UNRELATED TO PREVIOUS CHAPTER: What one of them felt/thought during that exchange in the episode 'The Raid' (season 12, ep. 14) - Oneshot.
SPOILERS: set in season 12, episode 14 (The Raid). SPOILER: The conversation referenced is the one in which Dean tells Mary he was never a child.
A/N: Wrote this 'experiment' almost immediately after the episode, but my wise & trusted Beta HATED it. Hated it then (never managed to finish reading it), and still hates it now. You have been warned, I take no offence if you want to let me know that you also hate it; venting is good for the soul etc. (though maybe not necessarily for mine ;-) )
Disclaimer: All characters appearing in Supernatural are copyright Kripke/CW/WB etc. No infringement of these copyrights is intended. This is my original work of fiction based on those characters/that universe.
The Fallen Few
She was falling.
She was falling, and she didn't seem to know.
She was falling, and he wondered if she even cared.
She was falling, and he realised that he didn't.
Care.
Not about her emotional well-being, not about her state of mind, not about her eventual hurt when the fall would come to its inevitable end. Not right then. Right then? Those concerns for her? They weren't even on his radar.
She was falling, and he wondered why she'd done it.
She was falling and he wondered what could have possessed her to want such a thing.
She was falling, and he wondered how.
How she could have taken that step, seemingly so easily, seeming so oblivious. How she could have gone, seemingly of her own free will, over that awful edge.
He'd fallen, in his time and more than once.
He'd fallen, far and hard.
And it hurt, that fall, as all falls did. But these falls were worse than death. These falls didn't kill you. They didn't cripple you completely. Didn't even hurt you in a way that left marks or scars you could see and touch. Didn't leave signs of things that could heal over and disappear.
Oh but they hurt.
And oh but the wounds bled deep and dark and ugly into the night, till you found yourself wishing for death. Till you knew you deserved no such deliverance.

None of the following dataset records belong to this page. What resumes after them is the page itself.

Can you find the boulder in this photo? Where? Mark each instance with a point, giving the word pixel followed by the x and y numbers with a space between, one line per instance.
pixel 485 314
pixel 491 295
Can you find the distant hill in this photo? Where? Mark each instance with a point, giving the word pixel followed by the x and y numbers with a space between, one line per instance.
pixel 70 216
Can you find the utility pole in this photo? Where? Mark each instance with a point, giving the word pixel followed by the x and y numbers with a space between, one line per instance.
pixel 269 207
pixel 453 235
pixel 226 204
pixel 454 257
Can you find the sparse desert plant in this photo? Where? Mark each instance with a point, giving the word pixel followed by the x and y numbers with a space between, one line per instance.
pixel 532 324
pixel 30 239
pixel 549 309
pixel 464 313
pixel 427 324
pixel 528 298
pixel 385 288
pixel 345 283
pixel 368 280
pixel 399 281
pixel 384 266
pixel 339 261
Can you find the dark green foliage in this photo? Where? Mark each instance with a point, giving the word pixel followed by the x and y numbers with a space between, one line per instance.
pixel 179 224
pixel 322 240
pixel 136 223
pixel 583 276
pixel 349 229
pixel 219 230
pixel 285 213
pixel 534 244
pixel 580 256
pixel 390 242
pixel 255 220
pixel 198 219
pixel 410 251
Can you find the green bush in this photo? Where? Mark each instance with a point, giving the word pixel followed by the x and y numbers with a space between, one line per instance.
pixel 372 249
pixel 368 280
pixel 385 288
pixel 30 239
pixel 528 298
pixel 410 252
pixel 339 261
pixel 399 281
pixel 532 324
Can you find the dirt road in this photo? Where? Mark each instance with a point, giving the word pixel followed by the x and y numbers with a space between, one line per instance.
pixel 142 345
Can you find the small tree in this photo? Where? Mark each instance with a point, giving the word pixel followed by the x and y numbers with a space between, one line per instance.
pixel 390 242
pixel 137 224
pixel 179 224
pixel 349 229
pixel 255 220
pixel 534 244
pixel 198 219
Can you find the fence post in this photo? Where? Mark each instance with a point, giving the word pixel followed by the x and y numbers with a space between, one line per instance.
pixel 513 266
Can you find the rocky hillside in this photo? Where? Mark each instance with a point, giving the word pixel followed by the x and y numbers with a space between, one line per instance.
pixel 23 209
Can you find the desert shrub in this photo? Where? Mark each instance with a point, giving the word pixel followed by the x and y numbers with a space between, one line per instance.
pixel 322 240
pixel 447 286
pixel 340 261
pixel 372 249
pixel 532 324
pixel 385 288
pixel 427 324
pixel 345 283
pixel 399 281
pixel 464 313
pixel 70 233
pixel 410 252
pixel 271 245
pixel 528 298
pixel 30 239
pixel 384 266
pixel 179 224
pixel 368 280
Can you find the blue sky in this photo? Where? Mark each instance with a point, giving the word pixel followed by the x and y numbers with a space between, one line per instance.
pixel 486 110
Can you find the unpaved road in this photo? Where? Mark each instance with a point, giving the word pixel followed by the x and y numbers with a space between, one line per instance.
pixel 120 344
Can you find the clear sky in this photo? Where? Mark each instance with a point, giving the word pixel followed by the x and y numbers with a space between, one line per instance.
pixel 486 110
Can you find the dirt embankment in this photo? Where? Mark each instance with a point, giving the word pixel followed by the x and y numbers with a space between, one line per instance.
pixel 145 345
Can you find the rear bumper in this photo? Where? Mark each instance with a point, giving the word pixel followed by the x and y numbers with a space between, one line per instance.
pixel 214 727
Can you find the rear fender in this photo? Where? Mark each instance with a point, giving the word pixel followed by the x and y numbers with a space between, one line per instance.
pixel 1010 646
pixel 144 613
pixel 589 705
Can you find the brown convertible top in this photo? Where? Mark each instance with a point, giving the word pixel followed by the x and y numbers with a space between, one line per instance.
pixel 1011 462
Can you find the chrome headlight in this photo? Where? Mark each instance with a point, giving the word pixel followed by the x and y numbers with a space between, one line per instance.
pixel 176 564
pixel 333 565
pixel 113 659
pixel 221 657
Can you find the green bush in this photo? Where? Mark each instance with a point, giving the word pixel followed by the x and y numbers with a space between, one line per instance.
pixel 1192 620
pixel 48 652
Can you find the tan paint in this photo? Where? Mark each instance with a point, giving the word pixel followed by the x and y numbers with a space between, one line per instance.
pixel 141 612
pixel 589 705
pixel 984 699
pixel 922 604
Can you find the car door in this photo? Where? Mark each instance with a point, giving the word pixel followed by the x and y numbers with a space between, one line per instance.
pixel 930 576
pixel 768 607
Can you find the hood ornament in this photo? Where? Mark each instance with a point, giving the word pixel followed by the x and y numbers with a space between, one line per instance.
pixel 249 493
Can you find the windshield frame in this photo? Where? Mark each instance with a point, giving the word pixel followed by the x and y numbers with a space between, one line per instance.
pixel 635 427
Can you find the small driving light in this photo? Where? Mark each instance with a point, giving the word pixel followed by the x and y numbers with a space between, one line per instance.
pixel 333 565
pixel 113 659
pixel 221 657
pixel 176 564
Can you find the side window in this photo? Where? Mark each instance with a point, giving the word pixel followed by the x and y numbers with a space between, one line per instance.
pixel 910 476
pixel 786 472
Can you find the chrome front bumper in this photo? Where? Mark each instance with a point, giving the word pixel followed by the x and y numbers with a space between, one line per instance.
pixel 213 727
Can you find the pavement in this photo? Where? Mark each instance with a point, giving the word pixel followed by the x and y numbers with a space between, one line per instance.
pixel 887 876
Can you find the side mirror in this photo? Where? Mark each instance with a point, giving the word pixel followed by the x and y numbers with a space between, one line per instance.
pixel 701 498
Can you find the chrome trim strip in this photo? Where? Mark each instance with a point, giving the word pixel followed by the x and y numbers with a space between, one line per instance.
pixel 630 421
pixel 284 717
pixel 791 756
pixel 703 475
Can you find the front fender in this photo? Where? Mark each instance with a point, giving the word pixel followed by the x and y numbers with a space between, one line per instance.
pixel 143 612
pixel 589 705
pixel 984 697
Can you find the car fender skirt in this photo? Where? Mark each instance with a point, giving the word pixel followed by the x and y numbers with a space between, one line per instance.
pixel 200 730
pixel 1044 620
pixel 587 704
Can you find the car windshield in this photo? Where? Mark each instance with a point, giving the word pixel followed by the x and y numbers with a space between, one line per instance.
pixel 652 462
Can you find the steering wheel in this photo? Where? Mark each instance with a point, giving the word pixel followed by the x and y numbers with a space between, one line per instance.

Till your skin crawled but sill, you could never crawl away from yourself.
She was falling.
She was falling, and he could see that.
She was falling and she would see it too, would know it too.
Would feel it soon, with the sickening snap of comprehension that would come at the falls end, that would set a rot in her heart even as it beat in her chest.
That would rip open her eyes to the awfulness of what she had done.
To herself.
"I never was."
And he hated her.
Just for a second, a flash of hate bright and fierce and so possessive, blazed through him at the hurt and truth in those words, and he hated her. He never would have thought he could feel such a thing about her.
But he always knew he could feel such things for him. Such fierce, violent, terrifying things, all on behalf of him.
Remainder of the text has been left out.